Afficher l'image d'origine
(c) boulevardmacaron.canalblog.com

Bloguer a d’abord signifié pour moi jeter à la face du monde les sentiments provoqués par la lecture de certains livres. C’était comme le prolongement d’un journal que je n’ai jamais réussi à tenir de façon régulière, pimenté par la satisfaction d’être lue d’autres lecteurs. Satisfaction vite déçue quand j’ai constaté le peu de commentaires que je recevais. Ce que je n’avais pas compris, c’est que pour être lue, il faut partager, c’est-à-dire très simplement : se rendre sur d’autres blogs avec lesquels on se sent des affinités et commenter leurs billets de façon constructive et ouverte, car les plus grands commentateurs sont eux aussi des blogueurs. De là se déploie toute une gamme de partages subsidiaires qui se sont dévoilés petit à petit à la blogueuse néophyte et éblouie que j’étais : participer à des challenges*, des « mois »*, des « LC »*, court-circuiter le temps long du blog par l’instantané des réseaux sociaux (essentiellement Facebook pour ma part, et encore – je n’ai jamais réussi à accrocher avec Twitter que j’ai d’ailleurs peu à peu abandonné – quant à Instagram je l’utilise de manière essentiellement privée) (Pssst ! Si vous voulez « liker » ma page Facebook c’est là !!).

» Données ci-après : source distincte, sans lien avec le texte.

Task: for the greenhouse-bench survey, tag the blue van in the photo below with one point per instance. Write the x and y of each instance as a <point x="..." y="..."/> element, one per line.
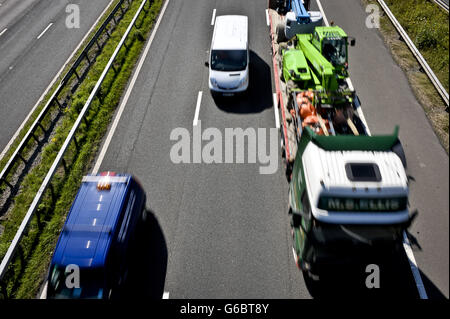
<point x="97" y="237"/>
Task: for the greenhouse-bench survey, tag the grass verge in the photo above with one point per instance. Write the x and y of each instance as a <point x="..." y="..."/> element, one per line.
<point x="28" y="271"/>
<point x="427" y="26"/>
<point x="50" y="92"/>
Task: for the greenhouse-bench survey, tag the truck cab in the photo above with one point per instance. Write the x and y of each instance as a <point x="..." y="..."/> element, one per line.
<point x="332" y="42"/>
<point x="346" y="192"/>
<point x="97" y="237"/>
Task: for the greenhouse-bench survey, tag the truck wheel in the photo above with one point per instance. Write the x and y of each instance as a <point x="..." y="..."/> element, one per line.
<point x="398" y="149"/>
<point x="288" y="170"/>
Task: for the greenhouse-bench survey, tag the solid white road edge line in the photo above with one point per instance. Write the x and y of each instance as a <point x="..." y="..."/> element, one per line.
<point x="42" y="33"/>
<point x="197" y="108"/>
<point x="275" y="108"/>
<point x="213" y="19"/>
<point x="128" y="93"/>
<point x="406" y="244"/>
<point x="51" y="84"/>
<point x="414" y="269"/>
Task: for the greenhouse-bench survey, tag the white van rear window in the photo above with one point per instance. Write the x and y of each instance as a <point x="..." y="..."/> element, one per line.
<point x="228" y="60"/>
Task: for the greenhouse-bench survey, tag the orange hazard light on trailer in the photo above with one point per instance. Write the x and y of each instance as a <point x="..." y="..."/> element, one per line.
<point x="104" y="184"/>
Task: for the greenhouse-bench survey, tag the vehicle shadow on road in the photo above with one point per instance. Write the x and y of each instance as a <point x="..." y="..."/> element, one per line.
<point x="148" y="264"/>
<point x="259" y="93"/>
<point x="395" y="279"/>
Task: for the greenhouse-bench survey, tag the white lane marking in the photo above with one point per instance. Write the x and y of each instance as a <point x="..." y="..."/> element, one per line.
<point x="414" y="269"/>
<point x="44" y="291"/>
<point x="128" y="93"/>
<point x="197" y="108"/>
<point x="51" y="84"/>
<point x="275" y="108"/>
<point x="406" y="244"/>
<point x="213" y="19"/>
<point x="323" y="13"/>
<point x="42" y="33"/>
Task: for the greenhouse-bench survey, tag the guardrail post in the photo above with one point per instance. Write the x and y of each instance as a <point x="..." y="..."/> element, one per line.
<point x="21" y="157"/>
<point x="3" y="290"/>
<point x="6" y="182"/>
<point x="86" y="121"/>
<point x="87" y="57"/>
<point x="38" y="219"/>
<point x="98" y="45"/>
<point x="76" y="143"/>
<point x="64" y="165"/>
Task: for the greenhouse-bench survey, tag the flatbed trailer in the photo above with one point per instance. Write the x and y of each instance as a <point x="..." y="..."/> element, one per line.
<point x="291" y="128"/>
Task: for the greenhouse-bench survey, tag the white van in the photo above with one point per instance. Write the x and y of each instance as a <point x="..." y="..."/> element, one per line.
<point x="229" y="55"/>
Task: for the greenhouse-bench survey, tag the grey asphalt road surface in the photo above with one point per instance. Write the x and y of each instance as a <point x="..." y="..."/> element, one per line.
<point x="27" y="64"/>
<point x="223" y="229"/>
<point x="387" y="100"/>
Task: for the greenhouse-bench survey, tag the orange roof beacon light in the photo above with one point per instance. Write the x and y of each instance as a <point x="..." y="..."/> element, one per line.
<point x="104" y="184"/>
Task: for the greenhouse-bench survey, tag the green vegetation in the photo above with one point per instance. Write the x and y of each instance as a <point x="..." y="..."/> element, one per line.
<point x="416" y="17"/>
<point x="427" y="26"/>
<point x="28" y="271"/>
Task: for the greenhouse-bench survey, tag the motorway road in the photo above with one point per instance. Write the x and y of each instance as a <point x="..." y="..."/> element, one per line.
<point x="222" y="230"/>
<point x="29" y="64"/>
<point x="387" y="100"/>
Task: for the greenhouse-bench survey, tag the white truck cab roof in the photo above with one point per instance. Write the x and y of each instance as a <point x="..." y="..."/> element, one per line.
<point x="230" y="33"/>
<point x="329" y="174"/>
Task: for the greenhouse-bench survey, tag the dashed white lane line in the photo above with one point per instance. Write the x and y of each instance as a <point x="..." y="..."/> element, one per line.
<point x="197" y="108"/>
<point x="406" y="243"/>
<point x="128" y="93"/>
<point x="323" y="13"/>
<point x="275" y="108"/>
<point x="213" y="19"/>
<point x="45" y="30"/>
<point x="414" y="269"/>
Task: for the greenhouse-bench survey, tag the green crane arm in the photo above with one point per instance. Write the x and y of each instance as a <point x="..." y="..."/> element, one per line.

Je ne peux pas dire que je me sente faire partie d’une « communauté » quelconque, pas de manière active en tout cas, ni de manière très personnelle. Je n’ai rencontré aucune blogueuse IRL (le masculin n’étant pas dominant dans la blogosphère littéraire) ni participé à des rencontres dédiées. Je n’ai jamais participé à des « swap »*. Ma seule participation aux matchs de PriceMinister s’est soldée par un échec et je n’ai pas (encore) tenté de gagner des livres gratuitement auprès des maisons d’édition (les SP*, ces attrape-polémiques, ont été une totale découverte pour moi et je suis toujours vaguement respectueuse de ceux qui en reçoivent même si je m’en passe fort bien). J’échange très rarement de manière privée avec des blogueuses. J’ai quand même rencontré des blogs passionnants et passionnés que j’imagine être à l’image de leurs propriétaires, que je lis très régulièrement, avec qui j’échange des commentaires sur nos blogs respectifs ou sur Facebook. Avec eux je me sens la liberté d’être une lectrice vorace, à l’affût des perles, et ne dédaignant pas discuter le mérite de tel ou tel auteur ou porter au nues le(s) livre(s) fétiche(s). Voici le principal apport du « blogging » dans ma vie : parler librement de livres, ce qui n’est finalement pas toujours simple en société. J’ai toujours la sensation d’apparaître comme la fille un peu guindée quand je me mets à évoquer les livres que j’aime, et que je reçois pour tout retour un sourire ou un « mmh » poli. Sur les blogs, point de complexes : on est là pour ça !

nb_actor
La lecture, une activité essentiellement solitaire et génératrice de positions farfelues. (c) Alfred Eisenstaedt pour Life, 1953.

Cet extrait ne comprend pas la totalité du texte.